Roles of the MSE in the community:

  • To add value – wealth creation through increased production and improved quality
  • To provide higher quality jobs with better pay and longevity
  • To produce affordable goods and services that are appealing to a broad base of customers
  • To improve the life skills of the employees and provide a cohesive community

Conclusion

The paper concludes by stressing the importance of developing the Micro and Small Enterprises sector, including high-tech MSEs, as critical in transforming economies in transition such as in Russia, from a centrally planned economy (the communist perspective) into “market based” economies. This involves fundamental social change as well as economic restructuring, in which MSEs can have a major role. Presumably, the role of MSEs, particularly the high-technology MSEs, can also have a profound effect on small local economies.

The potential role of MSEs includes: generating employment; contributing to the development of a diversified economic structure (including their roles as suppliers to larger companies); and, in some cases, as a source of innovative activity that drives changes in the market.
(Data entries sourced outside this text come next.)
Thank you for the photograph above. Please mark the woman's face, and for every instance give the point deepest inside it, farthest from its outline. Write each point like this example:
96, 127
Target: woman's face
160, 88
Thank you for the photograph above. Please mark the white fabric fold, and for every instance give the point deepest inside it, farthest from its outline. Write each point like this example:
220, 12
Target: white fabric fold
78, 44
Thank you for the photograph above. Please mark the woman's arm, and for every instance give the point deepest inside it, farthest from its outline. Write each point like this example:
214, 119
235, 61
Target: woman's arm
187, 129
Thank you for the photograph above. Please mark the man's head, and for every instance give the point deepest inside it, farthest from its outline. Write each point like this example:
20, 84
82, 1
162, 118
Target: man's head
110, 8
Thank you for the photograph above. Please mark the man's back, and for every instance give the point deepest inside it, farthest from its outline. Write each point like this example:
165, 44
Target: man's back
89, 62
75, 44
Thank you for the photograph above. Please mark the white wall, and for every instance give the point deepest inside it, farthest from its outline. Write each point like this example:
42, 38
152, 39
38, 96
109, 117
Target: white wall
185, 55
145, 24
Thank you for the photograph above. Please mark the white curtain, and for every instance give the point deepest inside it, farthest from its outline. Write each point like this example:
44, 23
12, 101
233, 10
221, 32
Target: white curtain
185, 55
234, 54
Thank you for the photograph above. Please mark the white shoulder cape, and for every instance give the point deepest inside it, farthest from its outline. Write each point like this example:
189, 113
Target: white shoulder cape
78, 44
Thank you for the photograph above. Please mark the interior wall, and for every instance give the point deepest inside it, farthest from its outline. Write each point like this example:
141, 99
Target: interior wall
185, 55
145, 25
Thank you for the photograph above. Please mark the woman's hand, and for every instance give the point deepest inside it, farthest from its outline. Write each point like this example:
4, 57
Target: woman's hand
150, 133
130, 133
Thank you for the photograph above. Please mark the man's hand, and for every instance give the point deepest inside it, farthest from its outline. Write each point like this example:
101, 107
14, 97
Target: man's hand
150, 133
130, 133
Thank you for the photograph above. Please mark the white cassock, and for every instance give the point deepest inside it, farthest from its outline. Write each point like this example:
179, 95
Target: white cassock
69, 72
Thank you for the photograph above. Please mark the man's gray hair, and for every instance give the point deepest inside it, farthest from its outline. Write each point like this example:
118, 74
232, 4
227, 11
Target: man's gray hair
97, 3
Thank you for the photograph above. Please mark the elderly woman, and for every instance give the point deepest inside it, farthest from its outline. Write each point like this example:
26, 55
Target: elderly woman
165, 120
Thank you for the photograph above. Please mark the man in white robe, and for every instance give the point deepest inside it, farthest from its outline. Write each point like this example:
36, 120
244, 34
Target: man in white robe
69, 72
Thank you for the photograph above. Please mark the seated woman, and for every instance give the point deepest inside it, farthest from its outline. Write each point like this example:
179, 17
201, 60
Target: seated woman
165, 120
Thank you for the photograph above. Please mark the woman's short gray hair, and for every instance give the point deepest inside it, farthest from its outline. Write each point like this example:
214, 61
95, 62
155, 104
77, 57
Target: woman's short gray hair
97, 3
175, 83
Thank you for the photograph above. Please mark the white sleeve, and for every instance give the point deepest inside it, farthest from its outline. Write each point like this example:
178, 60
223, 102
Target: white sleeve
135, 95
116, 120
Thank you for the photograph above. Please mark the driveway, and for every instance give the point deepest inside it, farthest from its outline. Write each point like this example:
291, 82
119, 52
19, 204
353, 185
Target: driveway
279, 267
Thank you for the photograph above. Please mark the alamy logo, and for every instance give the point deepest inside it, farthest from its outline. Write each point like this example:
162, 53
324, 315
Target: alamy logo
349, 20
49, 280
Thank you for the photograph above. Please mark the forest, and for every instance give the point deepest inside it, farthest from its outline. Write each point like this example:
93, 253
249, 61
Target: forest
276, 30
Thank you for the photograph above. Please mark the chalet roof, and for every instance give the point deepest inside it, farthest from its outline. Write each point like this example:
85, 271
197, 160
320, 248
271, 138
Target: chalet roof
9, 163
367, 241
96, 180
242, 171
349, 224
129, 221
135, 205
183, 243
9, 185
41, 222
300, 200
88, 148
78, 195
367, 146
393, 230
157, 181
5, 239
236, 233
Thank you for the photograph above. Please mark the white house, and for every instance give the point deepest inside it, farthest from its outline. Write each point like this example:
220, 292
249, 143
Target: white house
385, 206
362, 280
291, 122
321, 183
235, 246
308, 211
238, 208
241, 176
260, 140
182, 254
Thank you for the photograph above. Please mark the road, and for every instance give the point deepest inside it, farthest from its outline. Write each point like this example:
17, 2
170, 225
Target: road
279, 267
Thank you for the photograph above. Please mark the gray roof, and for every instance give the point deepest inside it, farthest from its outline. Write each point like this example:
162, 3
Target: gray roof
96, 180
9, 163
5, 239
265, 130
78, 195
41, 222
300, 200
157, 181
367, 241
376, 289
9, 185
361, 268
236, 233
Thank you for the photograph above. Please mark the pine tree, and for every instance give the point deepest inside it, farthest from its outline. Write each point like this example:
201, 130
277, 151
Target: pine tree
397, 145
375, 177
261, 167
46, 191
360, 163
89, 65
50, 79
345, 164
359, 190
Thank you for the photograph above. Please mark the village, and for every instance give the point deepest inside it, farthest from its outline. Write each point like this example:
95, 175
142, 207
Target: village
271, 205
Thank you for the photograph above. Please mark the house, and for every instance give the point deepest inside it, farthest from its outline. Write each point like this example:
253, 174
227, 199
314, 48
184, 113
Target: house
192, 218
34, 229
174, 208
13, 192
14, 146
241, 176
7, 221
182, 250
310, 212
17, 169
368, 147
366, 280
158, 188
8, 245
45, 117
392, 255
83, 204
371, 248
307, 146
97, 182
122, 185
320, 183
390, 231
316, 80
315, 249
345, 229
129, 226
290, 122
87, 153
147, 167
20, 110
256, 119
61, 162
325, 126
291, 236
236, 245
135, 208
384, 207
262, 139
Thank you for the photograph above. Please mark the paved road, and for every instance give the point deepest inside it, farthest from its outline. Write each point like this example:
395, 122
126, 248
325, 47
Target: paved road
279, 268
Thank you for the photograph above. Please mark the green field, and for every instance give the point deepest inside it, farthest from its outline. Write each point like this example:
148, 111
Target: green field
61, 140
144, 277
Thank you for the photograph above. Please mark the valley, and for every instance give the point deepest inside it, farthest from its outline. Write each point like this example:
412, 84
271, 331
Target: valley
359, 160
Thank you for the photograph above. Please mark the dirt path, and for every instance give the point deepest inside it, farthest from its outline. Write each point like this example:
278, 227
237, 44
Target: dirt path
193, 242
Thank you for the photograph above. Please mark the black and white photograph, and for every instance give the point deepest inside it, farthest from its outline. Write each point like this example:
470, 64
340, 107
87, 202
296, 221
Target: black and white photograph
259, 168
Micro and Small Enterprise development in transition economies, and in small local economies, can also contribute to the process of privatization and the reduction of poverty. This may involve bringing privatized assets into productive use which would otherwise lie dormant.

While macro-economic legislative policy and micro-level performance is a desired goal in both transition economies and in small local economies, mature market economies like the UK and the EU generally would need to align their micro and SME definitions in order to stimulate the growth they are seeking.